Visualise the missing value

import missingno as msno

fill the NaN value to mean value of the column


We don’t need customer id data for clustering.

df.drop(["CUST_ID"], axis = 1, inplace = True)

Let’s visualise the Correlation Map

f,ax = plt.subplots(figsize=(15, 15))
sns.heatmap(df.corr(), annot=True, linewidths=.5, fmt= '.1f',ax=ax)


Feature Scalling

from sklearn.preprocessing import StandardScaler
standardscaler = StandardScaler()
X = standardscaler.fit_transform(df)

K-Means Clustering

Let’s Use the elbow method to find the optimal number of clusters

from sklearn.cluster import KMeans
wcss = []
for i in range(1, 15):
    kmeans = KMeans(n_clusters = i, init = 'k-means++', random_state = 42)
plt.plot(range(1, 15), wcss)
plt.title('The Elbow Method')
plt.xlabel('Number of clusters')

Fitting K-Means to the dataset

Also Read:  Prediction of Breast Cancer Diagnosis

Elbow point starting from 8

kmeans = KMeans(n_clusters = 8, init = 'k-means++', random_state = 42)
y_kmeans = kmeans.fit_predict(X)

Let’s see the cluster for each customer

y_kmeans = kmeans.predict(X)
df["cluster"] = y_kmeans

Plot data after k = 8 clustering on important columns

kmeans = KMeans(n_clusters=8, init="k-means++", n_init=10, max_iter=300) 
best_vals = df[best_cols].iloc[ :, 1:].values
y_pred = kmeans.fit_predict( best_vals )

df["cluster"] = y_pred
sns.pairplot( df[ best_cols ], hue="cluster")


Hierarchical Clustering

Let’s use the dendogram to find the optimal number of cluster

import scipy.cluster.hierarchy as sch
dendrogram = sch.dendrogram(sch.linkage(X, method = 'ward'))
plt.ylabel('Euclidean distances')

Fitting Hierarchical Clustering to the credit card usage dataset

from sklearn.cluster import AgglomerativeClustering
hc = AgglomerativeClustering(n_clusters = 4, affinity = 'euclidean', linkage = 'ward')

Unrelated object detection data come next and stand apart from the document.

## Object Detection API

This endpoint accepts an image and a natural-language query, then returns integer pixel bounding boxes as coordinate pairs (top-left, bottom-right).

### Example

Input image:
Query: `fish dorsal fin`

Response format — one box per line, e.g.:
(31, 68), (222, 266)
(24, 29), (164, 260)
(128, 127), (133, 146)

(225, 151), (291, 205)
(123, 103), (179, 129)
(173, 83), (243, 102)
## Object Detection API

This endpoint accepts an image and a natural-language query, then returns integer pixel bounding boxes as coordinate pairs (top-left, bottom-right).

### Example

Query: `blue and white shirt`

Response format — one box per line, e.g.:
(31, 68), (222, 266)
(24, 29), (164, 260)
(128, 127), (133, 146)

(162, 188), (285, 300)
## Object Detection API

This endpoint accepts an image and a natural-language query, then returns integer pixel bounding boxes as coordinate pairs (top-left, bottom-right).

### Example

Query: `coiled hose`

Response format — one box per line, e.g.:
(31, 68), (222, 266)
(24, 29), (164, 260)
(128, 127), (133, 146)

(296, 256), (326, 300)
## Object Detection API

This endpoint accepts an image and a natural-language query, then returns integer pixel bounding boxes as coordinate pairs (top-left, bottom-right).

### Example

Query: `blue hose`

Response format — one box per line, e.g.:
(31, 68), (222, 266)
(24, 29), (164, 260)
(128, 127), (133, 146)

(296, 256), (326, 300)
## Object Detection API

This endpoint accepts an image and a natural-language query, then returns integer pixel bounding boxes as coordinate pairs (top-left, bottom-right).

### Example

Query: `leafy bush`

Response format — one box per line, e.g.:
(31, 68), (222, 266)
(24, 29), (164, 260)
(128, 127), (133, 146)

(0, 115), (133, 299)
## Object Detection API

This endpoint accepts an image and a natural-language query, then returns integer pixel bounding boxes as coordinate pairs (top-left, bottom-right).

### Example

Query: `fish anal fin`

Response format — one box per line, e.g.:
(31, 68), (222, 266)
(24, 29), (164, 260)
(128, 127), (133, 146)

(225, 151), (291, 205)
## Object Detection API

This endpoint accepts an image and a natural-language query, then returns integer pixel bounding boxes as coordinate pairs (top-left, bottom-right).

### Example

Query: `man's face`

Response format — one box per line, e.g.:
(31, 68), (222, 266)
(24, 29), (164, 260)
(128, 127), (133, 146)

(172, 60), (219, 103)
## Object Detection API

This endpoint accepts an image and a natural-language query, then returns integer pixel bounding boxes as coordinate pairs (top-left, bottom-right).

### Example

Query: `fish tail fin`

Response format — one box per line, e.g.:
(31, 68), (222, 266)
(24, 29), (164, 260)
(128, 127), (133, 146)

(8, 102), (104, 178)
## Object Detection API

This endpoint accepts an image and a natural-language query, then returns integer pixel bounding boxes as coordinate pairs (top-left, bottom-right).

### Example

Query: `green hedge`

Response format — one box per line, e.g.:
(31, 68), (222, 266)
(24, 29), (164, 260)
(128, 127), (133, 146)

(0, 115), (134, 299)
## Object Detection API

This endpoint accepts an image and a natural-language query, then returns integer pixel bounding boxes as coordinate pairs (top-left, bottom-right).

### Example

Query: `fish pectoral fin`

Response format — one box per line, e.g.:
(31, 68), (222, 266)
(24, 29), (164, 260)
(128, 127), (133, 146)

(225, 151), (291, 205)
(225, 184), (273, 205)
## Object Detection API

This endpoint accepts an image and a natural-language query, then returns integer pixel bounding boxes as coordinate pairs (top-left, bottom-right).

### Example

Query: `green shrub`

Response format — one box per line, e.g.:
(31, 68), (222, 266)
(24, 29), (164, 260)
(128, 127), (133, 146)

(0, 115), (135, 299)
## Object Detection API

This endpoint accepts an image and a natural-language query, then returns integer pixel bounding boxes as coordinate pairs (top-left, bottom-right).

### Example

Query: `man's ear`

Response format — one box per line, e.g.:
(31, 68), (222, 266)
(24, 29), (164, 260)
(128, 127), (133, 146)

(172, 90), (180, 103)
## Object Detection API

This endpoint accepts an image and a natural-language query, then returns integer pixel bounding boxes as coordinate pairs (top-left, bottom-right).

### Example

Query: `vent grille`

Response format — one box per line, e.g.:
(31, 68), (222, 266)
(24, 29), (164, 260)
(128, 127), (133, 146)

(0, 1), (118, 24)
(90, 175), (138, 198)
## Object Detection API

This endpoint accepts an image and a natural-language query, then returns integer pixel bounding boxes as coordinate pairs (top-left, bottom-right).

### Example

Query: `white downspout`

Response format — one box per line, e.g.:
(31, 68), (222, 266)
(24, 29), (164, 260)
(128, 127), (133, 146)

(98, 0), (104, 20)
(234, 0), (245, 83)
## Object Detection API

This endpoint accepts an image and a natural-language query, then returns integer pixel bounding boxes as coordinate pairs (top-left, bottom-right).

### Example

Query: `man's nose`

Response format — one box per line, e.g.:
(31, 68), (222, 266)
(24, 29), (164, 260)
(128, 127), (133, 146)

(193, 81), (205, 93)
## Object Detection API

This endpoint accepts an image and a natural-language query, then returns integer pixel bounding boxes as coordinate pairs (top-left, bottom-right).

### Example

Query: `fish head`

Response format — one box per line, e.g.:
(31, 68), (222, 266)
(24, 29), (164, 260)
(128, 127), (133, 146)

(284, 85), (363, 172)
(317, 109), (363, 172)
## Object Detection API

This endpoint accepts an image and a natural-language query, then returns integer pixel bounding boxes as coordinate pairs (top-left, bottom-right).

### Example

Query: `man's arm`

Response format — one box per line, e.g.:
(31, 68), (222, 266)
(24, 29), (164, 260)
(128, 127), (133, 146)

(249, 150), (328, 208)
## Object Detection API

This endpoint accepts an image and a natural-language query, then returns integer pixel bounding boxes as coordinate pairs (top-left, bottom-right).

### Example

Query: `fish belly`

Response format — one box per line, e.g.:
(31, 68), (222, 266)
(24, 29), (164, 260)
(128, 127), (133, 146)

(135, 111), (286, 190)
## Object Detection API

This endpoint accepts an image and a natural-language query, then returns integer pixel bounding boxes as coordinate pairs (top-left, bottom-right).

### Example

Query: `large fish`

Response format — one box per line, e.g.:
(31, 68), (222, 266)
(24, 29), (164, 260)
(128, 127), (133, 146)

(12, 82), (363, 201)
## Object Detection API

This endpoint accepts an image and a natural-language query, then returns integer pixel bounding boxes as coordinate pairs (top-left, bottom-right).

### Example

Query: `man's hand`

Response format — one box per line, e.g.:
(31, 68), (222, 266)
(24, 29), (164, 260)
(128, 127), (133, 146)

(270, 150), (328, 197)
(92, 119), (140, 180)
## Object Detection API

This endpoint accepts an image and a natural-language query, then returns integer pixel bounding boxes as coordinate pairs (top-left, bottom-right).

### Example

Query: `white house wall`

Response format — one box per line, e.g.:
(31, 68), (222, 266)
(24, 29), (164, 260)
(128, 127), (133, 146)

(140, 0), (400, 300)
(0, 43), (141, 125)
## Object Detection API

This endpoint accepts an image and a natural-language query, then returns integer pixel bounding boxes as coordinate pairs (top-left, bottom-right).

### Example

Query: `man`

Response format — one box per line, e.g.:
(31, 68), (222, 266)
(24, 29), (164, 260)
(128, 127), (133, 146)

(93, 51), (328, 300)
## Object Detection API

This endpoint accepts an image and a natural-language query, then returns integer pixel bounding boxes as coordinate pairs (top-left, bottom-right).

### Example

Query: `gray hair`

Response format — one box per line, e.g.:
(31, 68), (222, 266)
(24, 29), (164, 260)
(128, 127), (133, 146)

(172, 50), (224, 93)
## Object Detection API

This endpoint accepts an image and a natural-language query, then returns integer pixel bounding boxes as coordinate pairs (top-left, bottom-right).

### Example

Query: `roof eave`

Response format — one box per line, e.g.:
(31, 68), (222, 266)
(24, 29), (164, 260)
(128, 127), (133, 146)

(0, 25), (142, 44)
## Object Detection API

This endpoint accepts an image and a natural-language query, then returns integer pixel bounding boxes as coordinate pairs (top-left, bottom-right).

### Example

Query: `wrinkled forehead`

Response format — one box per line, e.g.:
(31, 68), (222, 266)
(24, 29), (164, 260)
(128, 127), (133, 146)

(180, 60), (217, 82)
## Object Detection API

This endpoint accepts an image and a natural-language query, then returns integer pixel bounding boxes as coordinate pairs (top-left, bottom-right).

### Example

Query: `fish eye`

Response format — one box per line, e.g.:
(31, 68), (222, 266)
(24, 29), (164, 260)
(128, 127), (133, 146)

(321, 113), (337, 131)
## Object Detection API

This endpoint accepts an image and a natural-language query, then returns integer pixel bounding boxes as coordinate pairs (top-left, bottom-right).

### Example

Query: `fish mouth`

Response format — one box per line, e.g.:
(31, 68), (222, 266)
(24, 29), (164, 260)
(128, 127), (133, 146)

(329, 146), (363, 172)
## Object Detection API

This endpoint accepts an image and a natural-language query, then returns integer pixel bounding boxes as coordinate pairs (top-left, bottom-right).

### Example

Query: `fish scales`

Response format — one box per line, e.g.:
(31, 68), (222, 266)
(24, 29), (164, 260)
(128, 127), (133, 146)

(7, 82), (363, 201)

Let’s see the cluster for each customer

y_hc = hc.fit_predict(X)
df["cluster"] = y_hc
2965cookie-checkCredit Card Clustering


  1. гришина и.в математика алгебра 8 класс тесты саратов лицей

    I have been exploring for a bit for any high-quality articles or blog posts on this sort of space . Exploring in Yahoo I at last stumbled upon this site. Studying this info So i am happy to show that I’ve a very just right uncanny feeling I discovered exactly what I needed. I most indubitably will make sure to do not forget this website and give it a glance regularly.| а

Leave a Reply

Your email address will not be published.